November 22, 2013 The Walking Dead “Live Bait” Episode 6 (Review)
After this week’s episode “Live Bait,” the writers have finally begun to remedy what many viewers, especially those loyal to the source material; felt was the biggest misstep of the third season: not humanizing The Governor enough. Sure, he had walker-Penny, and she was meant to be his last connection to humanity. It was not developed very well, especially since in his first appearance alone before Penny was revealed, he was responsible for the murder of at least eight people. This season’s sixth episode served to show that The Governor, for all his psychotic meltdowns, was still very much a human.
His motivations are still a bit ambiguous, but nearly every important action he took during the episode—procuring the game and the oxygen tanks—had a result beneficial to Megan, the child of Lily. Lily and her daughter have been hiding out with Lily’s sister, Tara, and her father since the “shit hit the fan and flung all over the damn place”. It’s obvious that, in Megan, The Governor (or Philip…or now Brian? Who knows?) sees his daughter and wants to do whatever he can to help her and make her happy. He seems to have some affection for Tara and Lily also, the latter evidence in their implied relations the first night on the road, but the viewers were really only presented with actions clearly motivated by Megan. To allow himself to care for others again, he must bury his past and forget his mistakes, his crimes, and the people he has loved and lost. He accomplishes this simply through fire, by burning Woodbury to the ground and lighting the last picture he had of his family before knocking it out of the window in his room. This is The Governor’s chance to come back from the things he has done. Will it work? Only time will tell, but given the way we saw him looking at the prison at the end of last week’s episode, it doesn’t seem likely.

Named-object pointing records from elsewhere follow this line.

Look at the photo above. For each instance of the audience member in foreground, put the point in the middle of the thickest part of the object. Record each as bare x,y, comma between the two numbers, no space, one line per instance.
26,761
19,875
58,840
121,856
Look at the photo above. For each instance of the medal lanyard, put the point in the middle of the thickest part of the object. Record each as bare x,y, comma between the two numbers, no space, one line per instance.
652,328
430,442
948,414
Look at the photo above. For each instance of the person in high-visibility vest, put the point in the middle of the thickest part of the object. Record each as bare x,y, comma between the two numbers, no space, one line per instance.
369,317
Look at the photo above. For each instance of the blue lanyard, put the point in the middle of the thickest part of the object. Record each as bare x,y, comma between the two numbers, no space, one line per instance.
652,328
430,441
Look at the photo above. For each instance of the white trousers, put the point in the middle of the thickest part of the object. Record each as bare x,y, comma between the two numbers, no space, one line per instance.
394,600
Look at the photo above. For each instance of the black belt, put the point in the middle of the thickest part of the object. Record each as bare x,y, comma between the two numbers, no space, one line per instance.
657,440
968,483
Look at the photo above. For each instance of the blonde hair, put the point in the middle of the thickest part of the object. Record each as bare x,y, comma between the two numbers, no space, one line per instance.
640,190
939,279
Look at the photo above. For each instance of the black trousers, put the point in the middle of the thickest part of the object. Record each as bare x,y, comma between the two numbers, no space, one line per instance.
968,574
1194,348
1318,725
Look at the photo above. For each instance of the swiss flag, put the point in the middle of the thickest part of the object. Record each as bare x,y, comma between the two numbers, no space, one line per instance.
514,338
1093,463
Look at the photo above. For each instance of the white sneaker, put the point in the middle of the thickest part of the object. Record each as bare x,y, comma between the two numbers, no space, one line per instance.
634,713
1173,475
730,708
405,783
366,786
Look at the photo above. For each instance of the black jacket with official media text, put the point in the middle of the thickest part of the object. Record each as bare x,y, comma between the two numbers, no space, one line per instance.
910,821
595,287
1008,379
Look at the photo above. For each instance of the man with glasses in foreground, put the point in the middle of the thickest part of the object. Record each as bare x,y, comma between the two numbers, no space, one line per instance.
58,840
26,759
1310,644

The episode also threw the viewers a few casual and subtle yet powerful messages regarding The Governor. The most obvious reference was his chess game with Megan where he was explaining how to play. She asked about the pawns and if they need to live to win, and, knowing all about the death of a king’s pawns, he says that the game can be won still without pawns. This is not only a reminder of what he has done, but also seems to be foreshadowing his story-arc for the season; when outside of the prison, it does not look as if anyone stands beside him. Perhaps he means to act alone, without pawns, and get the revenge he’s been craving? Or maybe he will return to king status and bring more pawns with him?
The not-so-obvious subtlety was when he was forced to kill the sisters’ walker-fied father. His action, though necessary, terrified Megan to the point where she did not want to speak to him or be near him anymore. In The Governor’s mind, his conversation with Milton probably stirred—”If your daughter was alive, what would she think of you?” And one can assume that he still holds the same mentality, that she may be terrified, but she’d be alive, and that’s really what matters. Though, it was likely of great relief when overrun by walkers and falling into the pits that Megan trusted the man she feared again, relying on him and feeling protected by him again.
Speaking of the walker pit, those were some brutal and grotesque walker kills. The cosmetics and effects departments have really been putting a great effort into some of the close-up walker kills this season, and they’ve all been fantastic. The best one was probably using the bone to essentially snap the walker’s head in half. This was certainly not an episode about walkers or how dangerous they are —this was a completely character-driven episode and the primary antagonist of last season was temporarily morphed into the protagonist of this episode/ It was a welcomed change to see some thorough and well-thought-out character development. The Governor is becoming a true villain, not just a violent murderer. CrypticRock give this week’s episode a 4.5/5.